The United States has intentionally created a "professional military," which creates a culture of elitism and ego contrary to the very purpose of the organization. The founding fathers, who created the Constitution that these very military people swear an Oath, wrote about their concern for the military becoming large and its own entity. It was never designed for how it is being currently used. People against the war in Iraq supported a draft since they realize that the military isn't questioned like it should be because membership isn't forced. However, I do feel bad for those that enlisted based on bad intel or ignorance. They are trapped. Society doesn't shun veterans or politicians responsible like it should, so another Vietnam or Iraq can just as easily happen in the future.
 
Good for milliennials.

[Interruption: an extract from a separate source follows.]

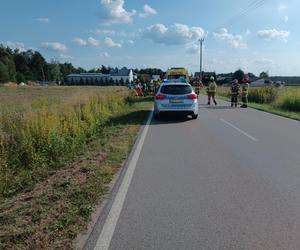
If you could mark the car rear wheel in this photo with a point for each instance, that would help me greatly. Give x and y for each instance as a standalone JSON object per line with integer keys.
{"x": 156, "y": 116}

If there was something worth fighting for them I'm sure they'd be signing up in droves. No point in throwing your life away in some desert fighting for big business.
 
Good for milliennials. If there was something worth fighting for them I'm sure they'd be signing up in droves. No point in throwing your life away in some desert fighting for big business.

The problem is they are supporting the military and saying they are for intervention in the Middle East. I think, the military needs to be viewed as the enemy in the public's eyes. Anything else and the mistakes of Iraq and Vietnam will continue to happen.
 
The problem is they are supporting the military and saying they are for intervention in the Middle East. I think, the military needs to be viewed as the enemy in the public's eyes. Anything else and the mistakes of Iraq and Vietnam will continue to happen.

Have any examples of a functioning society that treats their military like an enemy?
 
Have any examples of a functioning society that treats their military like an enemy?

Well, the public outrage to the travesty of Vietnam led to the pulling out of that atrocity before even more needless deaths. A well-functioning society shouldn't mindlessly support the military like they do now. The irony is a society that questions the military, and even those that treated vets like dirts, saves military lives, ie Vietnam.